Proses Pengolahan Kayu Kering Menjadi Mokusaku

Akhirnya, seminggu kemudian setelah sampai di Prabumulih sebagai tempat tinggal saya, di tengah kesibukan sebagai jurnalis di Media Online FAJARSUMSEL.COM menyempatkan diri mencari materi tersebut berkordinasi bersama Staff Officer Comrel And CID, Erwin HP.

Lalu, diarah ke CDO Saddam Husien, guna berkomunikasi bersama Triyatno, Ketua Komunitas Prabu Magot memang mengolah sampah kayu kering menjadi Mokusaku. Saya diberikan Google Maps, sebagai penunjuk jalan atau panduan ke lokasi tempat pembuatan Mokusaku. Setelah beberapa kali, menghubungi Triyatno.

Selasa siang, 24 September 2024, menggunakan sepeda motor metik saya mengunjungi Basecamp Prabu Magot di Komplek Islamic Center (IC) di Jalan Lingkar Timur (Jalingtim) Kelurahan Muara Dua, Kecamatan Prabumulih Timur, Propinsi Sumatera Selatan (Sumsel) berjarak sekitar 2 KM dari rumah saya berada di depan Kantor Cabang Bank Sumsel Babel (BSB) di Jalan Sudirman Kelurahan Muara Dua, Kecamatan Prabumulih Timur. Tak butuh waktu lama, sekitar 15 menit saya sudah berada di lokasi tempat pengolahan Mokusaku. Di lahan sekitar seperempat hektar merupakan milik Pemkot Prabumulih, karena masih dalam satu Komplek IC.

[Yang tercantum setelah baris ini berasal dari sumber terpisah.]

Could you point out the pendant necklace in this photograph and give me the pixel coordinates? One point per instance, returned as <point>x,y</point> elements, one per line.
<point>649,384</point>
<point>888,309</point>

Ketika saya datang, melihat Triyatno dan rekannya di samping Rusunawa Prabumulih, tengah mempersiapkan pengolahan kayu kering guna diproses menggunakan tungku terbuat dari drum bekas di sebuah lokasi masih banyak pohon rindang dan di bawahnya banyak kumpul kayu kering sengaja dikumpul sebagai bahan baku.

Tak lama Tri, sapaan akrabnya langsung menyambut, dan menyapa saya guna meliput proses pembuatan Mokusaku dari sampah kayu kering berserakan di sekitar Basecampnya.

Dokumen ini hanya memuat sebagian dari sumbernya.